Refermer la parenthèse de 2019

Sur ce point, Paris sait pourtant devoir composer avec les sensibilités du Caire. La rencontre intervient un peu moins de deux ans après l’entrevue de janvier 2019. En visite dans la capitale égyptienne, Emmanuel Macron avait alors risqué un discours ouvertement critique envers son homologue, coûtant à la France près de deux ans de bouderie de la part du Caire et l’annulation presque immédiate de juteux contrats. Plusieurs mois d’efforts diplomatiques auront été nécessaires pour préparer le sommet actuel, qui semble inaugurer un nouveau chapitre, moins frontal, entre les deux pays.
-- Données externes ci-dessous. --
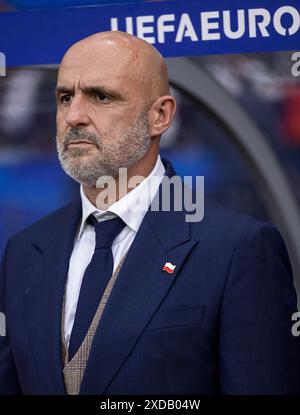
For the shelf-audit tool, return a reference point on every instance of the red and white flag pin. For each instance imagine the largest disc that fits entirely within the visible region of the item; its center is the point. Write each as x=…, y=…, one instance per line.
x=169, y=268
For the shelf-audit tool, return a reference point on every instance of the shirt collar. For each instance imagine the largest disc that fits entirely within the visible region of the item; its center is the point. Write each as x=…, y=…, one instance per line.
x=132, y=207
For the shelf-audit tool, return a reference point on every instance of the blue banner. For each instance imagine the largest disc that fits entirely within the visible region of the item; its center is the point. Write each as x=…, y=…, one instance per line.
x=176, y=28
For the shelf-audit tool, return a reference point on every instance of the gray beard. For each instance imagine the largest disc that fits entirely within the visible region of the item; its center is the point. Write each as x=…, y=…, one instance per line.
x=122, y=153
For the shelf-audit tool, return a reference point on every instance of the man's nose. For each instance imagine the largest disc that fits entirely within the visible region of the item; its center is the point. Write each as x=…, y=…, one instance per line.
x=78, y=114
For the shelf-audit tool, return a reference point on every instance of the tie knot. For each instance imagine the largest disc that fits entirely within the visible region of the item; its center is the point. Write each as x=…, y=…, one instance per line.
x=106, y=230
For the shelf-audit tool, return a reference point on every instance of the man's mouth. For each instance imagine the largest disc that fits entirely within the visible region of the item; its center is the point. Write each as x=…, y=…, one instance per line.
x=81, y=143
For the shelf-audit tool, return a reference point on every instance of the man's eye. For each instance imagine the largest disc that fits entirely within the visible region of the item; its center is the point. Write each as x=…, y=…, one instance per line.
x=104, y=99
x=65, y=99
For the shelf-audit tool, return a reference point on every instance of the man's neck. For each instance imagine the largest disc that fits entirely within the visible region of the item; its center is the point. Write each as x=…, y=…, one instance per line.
x=122, y=185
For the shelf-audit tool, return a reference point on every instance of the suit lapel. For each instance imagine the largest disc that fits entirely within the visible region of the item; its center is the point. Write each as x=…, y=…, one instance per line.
x=139, y=290
x=45, y=280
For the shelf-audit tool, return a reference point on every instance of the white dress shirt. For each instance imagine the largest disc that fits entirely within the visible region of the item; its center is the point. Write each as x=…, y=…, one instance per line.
x=131, y=209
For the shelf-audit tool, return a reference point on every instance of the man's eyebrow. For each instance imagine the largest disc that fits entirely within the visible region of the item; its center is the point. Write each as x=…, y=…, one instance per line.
x=63, y=90
x=89, y=90
x=98, y=90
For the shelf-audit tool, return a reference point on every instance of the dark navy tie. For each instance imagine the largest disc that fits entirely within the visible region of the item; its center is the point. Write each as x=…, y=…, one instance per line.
x=95, y=278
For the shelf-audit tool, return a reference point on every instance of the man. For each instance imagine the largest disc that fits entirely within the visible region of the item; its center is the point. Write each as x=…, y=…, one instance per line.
x=166, y=306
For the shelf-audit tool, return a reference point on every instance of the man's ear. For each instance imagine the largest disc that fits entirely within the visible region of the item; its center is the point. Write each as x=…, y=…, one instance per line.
x=161, y=115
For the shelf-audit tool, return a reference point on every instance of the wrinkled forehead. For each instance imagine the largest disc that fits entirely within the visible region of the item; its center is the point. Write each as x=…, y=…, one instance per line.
x=102, y=64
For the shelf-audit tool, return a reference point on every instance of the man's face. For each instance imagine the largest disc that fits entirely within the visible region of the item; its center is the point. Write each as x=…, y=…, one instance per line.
x=102, y=121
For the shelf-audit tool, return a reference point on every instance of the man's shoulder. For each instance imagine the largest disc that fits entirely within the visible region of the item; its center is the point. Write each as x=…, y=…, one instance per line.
x=225, y=226
x=49, y=222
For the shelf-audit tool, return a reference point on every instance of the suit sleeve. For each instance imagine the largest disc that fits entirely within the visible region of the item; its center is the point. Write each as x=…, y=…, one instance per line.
x=9, y=384
x=257, y=352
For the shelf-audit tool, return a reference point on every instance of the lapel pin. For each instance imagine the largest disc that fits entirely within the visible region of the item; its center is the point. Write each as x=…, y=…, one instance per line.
x=169, y=268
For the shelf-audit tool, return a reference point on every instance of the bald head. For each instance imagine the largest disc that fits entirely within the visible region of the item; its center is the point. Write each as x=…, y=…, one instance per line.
x=113, y=105
x=134, y=58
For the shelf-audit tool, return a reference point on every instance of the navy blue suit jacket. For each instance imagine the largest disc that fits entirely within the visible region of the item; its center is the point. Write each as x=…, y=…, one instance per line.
x=221, y=323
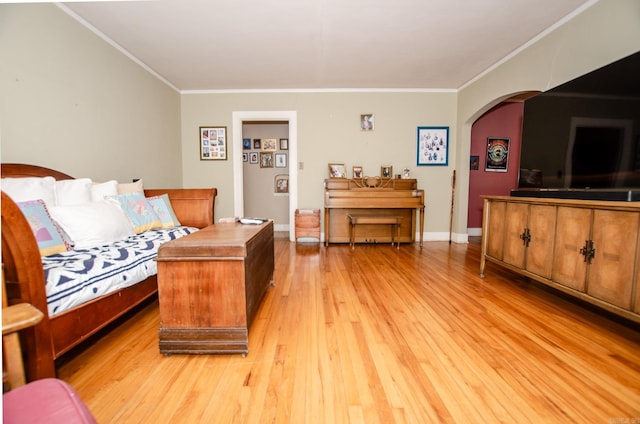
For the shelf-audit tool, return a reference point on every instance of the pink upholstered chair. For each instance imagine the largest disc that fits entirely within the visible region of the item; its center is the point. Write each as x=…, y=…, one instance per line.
x=48, y=400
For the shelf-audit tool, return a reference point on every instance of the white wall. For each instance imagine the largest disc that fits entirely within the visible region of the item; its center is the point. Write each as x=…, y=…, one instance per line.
x=72, y=102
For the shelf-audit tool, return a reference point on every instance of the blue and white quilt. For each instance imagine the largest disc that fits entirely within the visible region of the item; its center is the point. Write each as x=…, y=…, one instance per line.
x=77, y=276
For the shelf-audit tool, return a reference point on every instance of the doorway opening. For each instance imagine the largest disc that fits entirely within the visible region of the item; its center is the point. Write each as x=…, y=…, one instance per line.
x=238, y=120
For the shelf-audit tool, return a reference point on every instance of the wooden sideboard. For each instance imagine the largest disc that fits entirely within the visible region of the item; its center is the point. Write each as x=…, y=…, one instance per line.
x=588, y=249
x=383, y=197
x=210, y=285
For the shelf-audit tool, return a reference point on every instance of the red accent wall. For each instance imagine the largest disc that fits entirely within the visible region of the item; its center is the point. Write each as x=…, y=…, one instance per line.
x=503, y=121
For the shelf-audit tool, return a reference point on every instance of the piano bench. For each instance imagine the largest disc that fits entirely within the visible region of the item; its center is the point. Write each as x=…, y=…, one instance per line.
x=393, y=220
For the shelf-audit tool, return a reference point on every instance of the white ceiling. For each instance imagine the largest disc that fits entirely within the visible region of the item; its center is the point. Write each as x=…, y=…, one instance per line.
x=321, y=44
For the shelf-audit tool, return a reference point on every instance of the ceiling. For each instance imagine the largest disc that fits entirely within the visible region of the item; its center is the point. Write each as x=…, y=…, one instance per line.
x=321, y=44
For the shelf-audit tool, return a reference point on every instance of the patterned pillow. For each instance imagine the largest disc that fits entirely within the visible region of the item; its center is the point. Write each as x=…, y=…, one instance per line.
x=162, y=207
x=138, y=210
x=48, y=235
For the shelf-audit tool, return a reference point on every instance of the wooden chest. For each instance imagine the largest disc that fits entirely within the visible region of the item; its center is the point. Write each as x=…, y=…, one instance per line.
x=210, y=285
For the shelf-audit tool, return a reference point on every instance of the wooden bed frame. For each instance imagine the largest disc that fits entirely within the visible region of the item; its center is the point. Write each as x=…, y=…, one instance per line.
x=24, y=274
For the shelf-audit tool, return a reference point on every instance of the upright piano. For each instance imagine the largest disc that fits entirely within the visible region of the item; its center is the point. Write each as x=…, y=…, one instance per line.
x=375, y=196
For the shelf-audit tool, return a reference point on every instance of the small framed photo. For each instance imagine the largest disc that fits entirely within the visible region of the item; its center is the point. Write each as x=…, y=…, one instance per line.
x=433, y=146
x=281, y=160
x=269, y=144
x=213, y=143
x=386, y=171
x=266, y=159
x=366, y=122
x=337, y=170
x=474, y=163
x=281, y=184
x=497, y=159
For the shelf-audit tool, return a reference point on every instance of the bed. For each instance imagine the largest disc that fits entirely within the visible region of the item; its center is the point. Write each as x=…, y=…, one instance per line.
x=23, y=271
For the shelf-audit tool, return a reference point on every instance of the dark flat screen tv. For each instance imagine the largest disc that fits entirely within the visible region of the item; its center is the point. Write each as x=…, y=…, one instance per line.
x=585, y=134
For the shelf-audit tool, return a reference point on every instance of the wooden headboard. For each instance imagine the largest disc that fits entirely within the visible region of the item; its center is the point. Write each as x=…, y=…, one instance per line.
x=193, y=207
x=20, y=170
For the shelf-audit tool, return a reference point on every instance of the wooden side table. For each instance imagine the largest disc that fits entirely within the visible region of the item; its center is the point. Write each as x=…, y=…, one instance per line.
x=307, y=223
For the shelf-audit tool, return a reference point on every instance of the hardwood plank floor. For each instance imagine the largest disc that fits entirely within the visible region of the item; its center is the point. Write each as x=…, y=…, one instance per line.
x=377, y=335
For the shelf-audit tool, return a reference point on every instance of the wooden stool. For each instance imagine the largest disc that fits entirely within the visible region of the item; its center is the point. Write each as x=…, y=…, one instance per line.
x=393, y=220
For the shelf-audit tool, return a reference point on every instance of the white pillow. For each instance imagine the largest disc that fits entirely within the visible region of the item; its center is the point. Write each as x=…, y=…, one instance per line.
x=101, y=190
x=30, y=188
x=73, y=192
x=93, y=224
x=136, y=187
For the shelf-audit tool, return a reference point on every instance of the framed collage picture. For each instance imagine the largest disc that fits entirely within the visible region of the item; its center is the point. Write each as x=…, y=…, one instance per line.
x=213, y=143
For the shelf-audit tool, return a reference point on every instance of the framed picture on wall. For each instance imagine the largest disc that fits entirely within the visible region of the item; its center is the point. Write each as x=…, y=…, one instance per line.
x=281, y=183
x=266, y=159
x=497, y=154
x=337, y=170
x=366, y=122
x=433, y=146
x=281, y=160
x=213, y=143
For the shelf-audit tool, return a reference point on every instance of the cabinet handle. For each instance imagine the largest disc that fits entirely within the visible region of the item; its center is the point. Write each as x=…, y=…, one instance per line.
x=588, y=251
x=525, y=237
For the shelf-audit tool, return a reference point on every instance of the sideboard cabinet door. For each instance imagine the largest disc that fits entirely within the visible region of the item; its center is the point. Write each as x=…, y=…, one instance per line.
x=572, y=232
x=495, y=224
x=516, y=225
x=615, y=237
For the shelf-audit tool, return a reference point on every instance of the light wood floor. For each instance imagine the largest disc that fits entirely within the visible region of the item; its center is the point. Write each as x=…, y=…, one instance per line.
x=378, y=335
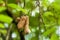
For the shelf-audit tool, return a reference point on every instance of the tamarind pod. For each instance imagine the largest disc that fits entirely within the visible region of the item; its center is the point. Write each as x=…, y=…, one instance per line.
x=21, y=23
x=26, y=28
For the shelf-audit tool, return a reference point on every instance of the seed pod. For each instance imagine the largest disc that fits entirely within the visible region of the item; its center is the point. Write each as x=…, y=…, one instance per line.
x=21, y=23
x=26, y=27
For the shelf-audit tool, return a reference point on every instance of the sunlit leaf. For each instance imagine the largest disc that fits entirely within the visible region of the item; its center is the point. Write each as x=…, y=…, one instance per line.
x=18, y=8
x=5, y=18
x=54, y=37
x=2, y=8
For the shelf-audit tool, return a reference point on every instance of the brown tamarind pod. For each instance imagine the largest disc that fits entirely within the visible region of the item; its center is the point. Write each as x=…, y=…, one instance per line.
x=26, y=27
x=21, y=23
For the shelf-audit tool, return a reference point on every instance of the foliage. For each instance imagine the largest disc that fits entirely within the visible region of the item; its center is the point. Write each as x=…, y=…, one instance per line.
x=44, y=31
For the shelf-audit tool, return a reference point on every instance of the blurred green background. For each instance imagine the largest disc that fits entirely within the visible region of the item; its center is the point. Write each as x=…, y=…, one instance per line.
x=44, y=19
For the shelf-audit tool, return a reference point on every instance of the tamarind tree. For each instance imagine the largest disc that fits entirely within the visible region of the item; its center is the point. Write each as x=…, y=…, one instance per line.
x=29, y=19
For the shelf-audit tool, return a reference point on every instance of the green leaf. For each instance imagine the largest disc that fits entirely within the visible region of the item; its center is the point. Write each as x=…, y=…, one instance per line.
x=5, y=18
x=49, y=31
x=18, y=8
x=54, y=37
x=1, y=25
x=3, y=31
x=2, y=8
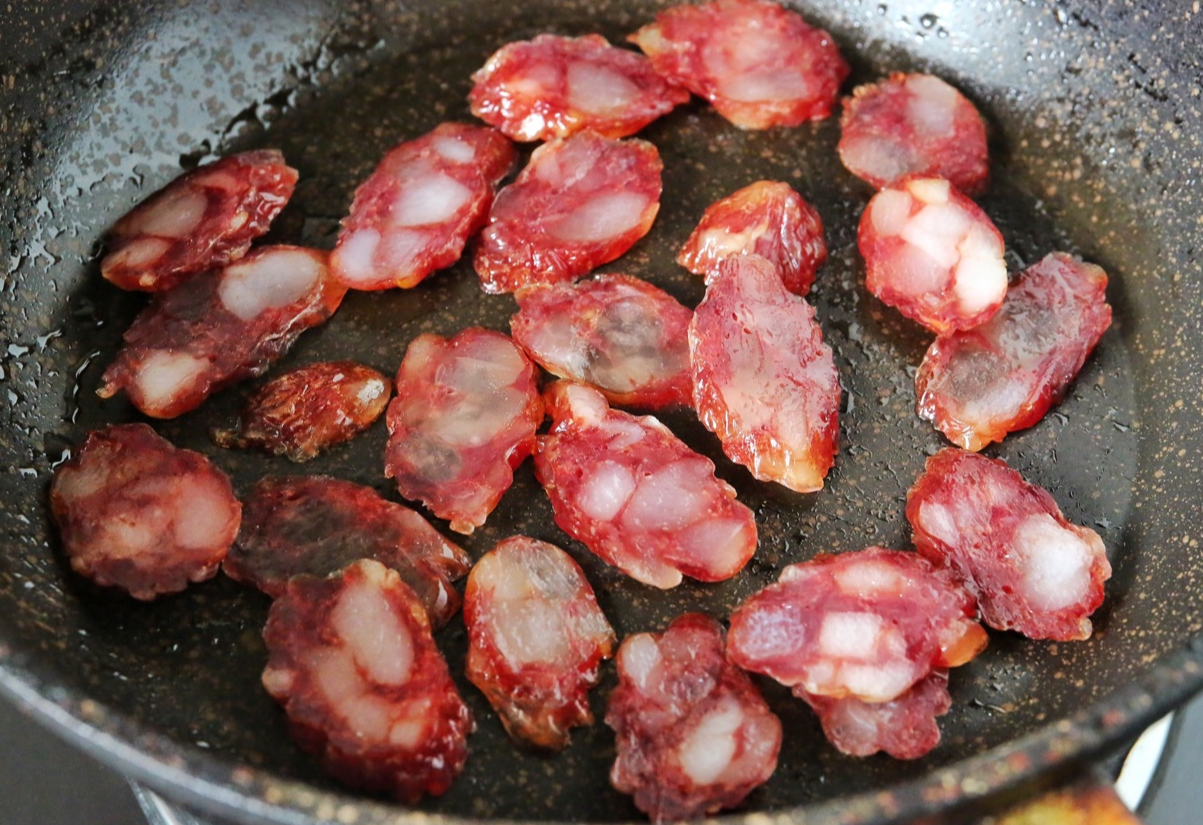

Sans surprise, le président français a donc adopté un ton plus conciliant sur le dossier des droits humains, abordé « comme on le fait entre amis, en toute confiance », a déclaré Emmanuel Macron. « Une société civile active reste le meilleur rempart contre l’extrémisme », a-t-il ajouté, tout en saluant la libération annoncée jeudi des trois responsables égyptiens de l’ONG EIPR (Egyptian Initiative for Personal Rights), arrêtés en novembre.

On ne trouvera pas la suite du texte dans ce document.